François Rubota avait alors été condamné à trois ans de prison pour conflit d’intérêts, après avoir été initialement poursuivi notamment pour complicité de détournement de deniers publics. Contestant sa condamnation, sa défense avait engagé une procédure en révision. L’issue de celle-ci change désormais sa situation judiciaire : la condamnation qui pesait sur l’ancien membre du gouvernement est écartée par son acquittement.
L’affaire trouve son origine dans un contrat conclu en avril 2021 entre le ministère du Développement rural et le consortium Stevers Construct–Sotrod Water. Le marché concernait l’installation de 1 000 stations de forage et de traitement d’eau dans autant de localités de la RDC, avec pour objectif affiché d’améliorer l’accès des populations rurales à l’eau potable. Les conditions de passation et d’exécution de ce projet avaient par la suite alimenté une importante controverse politique et judiciaire.

L’acquittement de Rubota intervient après celui de Mike Kasenga, représentant du consortium impliqué dans le projet, qui avait déjà bénéficié d’une décision favorable de la Cour en février 2025. Ces décisions imposent toutefois une distinction essentielle : l’acquittement d’un prévenu ne constitue pas, à lui seul, une validation de la gestion ou de l’exécution du projet des forages. Il signifie que, concernant les personnes jugées et les infractions qui leur étaient reprochées, les éléments nécessaires à leur condamnation n’ont pas été juridiquement établis.

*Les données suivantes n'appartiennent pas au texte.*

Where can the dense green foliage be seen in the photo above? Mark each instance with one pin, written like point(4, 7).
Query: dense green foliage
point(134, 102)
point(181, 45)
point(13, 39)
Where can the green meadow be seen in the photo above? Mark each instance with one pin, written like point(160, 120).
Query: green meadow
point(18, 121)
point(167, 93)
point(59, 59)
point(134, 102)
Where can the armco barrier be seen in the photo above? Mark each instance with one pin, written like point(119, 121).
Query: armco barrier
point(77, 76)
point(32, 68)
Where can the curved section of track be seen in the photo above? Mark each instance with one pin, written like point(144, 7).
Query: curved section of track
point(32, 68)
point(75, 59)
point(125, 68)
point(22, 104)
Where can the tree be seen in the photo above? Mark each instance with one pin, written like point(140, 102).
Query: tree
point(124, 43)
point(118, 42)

La décision soulève dès lors une question plus large : que devient le dossier des 1 000 forages lui-même ? Au-delà des responsabilités pénales individuelles, l’opinion reste en droit de connaître le niveau réel d’exécution du marché, les montants effectivement décaissés, les infrastructures réalisées et fonctionnelles ainsi que les éventuelles sommes restant à justifier. L’enjeu est d’autant plus important que le projet devait répondre à un besoin social fondamental : l’accès à l’eau potable dans les zones rurales.

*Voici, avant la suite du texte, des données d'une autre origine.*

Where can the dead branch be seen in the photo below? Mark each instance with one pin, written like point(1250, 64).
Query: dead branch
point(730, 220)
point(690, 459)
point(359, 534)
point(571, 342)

Pour François Rubota, l’acquittement constitue néanmoins un tournant majeur puisqu’il lève le poids juridique de la condamnation prononcée en 2025. Mais pour l’État, le dossier ne devrait pas se résumer au sort judiciaire des anciens prévenus. La véritable reddition des comptes passe aussi par l’établissement du bilan financier et physique du projet : combien de forages ont réellement été construits, combien fonctionnent et quel usage a été fait des fonds engagés ? C’est sur ces réponses que pourra finalement être appréciée la gestion de ce marché public qui aura suscité l’une des plus importantes controverses de ces dernières années en RDC.